The economies of New Zealand's 16 regions are outstripping those of major cities - with Manawatū-Whanganui one of the more buoyant.
House prices here and in Hawke's Bay had the biggest rise in the country last year - 11 per cent. In Auckland house prices rose only 1.3 per cent.
The Manawatū-Whanganui economy grew 3.8 per cent in the 12 months to September, Infometrics economist Brad Olsen said. The Gisborne region had the highest growth in New Zealand - 4.3 per cent - while Auckland and Wellington only grew 2.6 per cent and the national average was 2.9 per cent.
New Zealand's regions are "export powerhouses", Olsen said, especially for agricultural products. In 2018 some were at near record prices - which are expected to continue.
Lamb and mutton prices were up 22 and 31 per cent respectively on the previous year. Forestry was up 15 per cent on the previous year.
Dairy has been a poor performer, Olsen said, with prices declining through 2018. They were better toward the end of the year, but higher production this season is expected to dampen that.

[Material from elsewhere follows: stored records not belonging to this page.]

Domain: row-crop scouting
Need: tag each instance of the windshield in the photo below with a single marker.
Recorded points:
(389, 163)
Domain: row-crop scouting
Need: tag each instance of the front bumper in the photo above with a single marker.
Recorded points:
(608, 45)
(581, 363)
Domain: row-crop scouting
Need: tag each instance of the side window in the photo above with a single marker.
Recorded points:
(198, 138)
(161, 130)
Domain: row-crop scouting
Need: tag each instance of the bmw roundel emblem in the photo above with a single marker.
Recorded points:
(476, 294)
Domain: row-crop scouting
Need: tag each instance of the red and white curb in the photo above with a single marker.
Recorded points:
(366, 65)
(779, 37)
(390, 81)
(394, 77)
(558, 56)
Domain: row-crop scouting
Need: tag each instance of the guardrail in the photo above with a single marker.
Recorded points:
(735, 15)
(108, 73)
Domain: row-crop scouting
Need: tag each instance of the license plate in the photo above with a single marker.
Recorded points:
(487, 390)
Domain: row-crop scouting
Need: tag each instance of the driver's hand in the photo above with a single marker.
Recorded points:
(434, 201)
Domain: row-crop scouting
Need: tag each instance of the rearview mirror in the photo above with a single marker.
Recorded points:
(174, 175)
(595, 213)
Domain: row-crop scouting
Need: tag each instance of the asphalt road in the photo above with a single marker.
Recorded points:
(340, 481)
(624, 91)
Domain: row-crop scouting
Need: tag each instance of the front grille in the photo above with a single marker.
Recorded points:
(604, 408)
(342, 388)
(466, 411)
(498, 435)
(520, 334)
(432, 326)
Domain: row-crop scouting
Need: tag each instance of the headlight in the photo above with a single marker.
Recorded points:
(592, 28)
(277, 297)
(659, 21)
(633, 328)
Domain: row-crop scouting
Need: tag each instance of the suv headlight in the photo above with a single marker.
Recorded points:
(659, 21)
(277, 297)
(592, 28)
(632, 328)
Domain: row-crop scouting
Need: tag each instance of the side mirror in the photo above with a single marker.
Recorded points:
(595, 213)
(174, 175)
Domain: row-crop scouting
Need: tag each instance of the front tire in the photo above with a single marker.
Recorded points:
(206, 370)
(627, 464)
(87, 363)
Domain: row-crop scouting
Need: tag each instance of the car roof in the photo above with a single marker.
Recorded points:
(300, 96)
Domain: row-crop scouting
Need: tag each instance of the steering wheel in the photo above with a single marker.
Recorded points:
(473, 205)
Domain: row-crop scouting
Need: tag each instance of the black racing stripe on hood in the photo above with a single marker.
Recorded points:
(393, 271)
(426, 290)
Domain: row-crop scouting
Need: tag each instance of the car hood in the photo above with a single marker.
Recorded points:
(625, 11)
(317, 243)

Other export prices are expected to stay high - unless a slowdown in the Chinese and South Asian economies continues or worsens, and reduces demand.
Households in this region had a positive economic outlook, and spending was up 6.5 per cent - higher than the New Zealand average of 4.8 per cent. Tourism spending grew 7.2 per cent in our region.
The high demand for houses here has been part of the "halo effect" from people leaving Auckland, Olsen said. Demand is expected to drop by the end of next year, under the influence of slowing population growth and more regulation of investors.
The population of the Manawatū-Whanganui Region grew by 3400 people in the year to June 2018. A quarter of that was natural increase, with the remaining 2500 people moving here - either from overseas or from other parts of New Zealand.
That's a 1.4 per cent increase, lower than the national average of 1.9 per cent.
Unemployment here dropped from 6 per cent to 5.6 per cent, but was still higher than the national average of 4.3 per cent.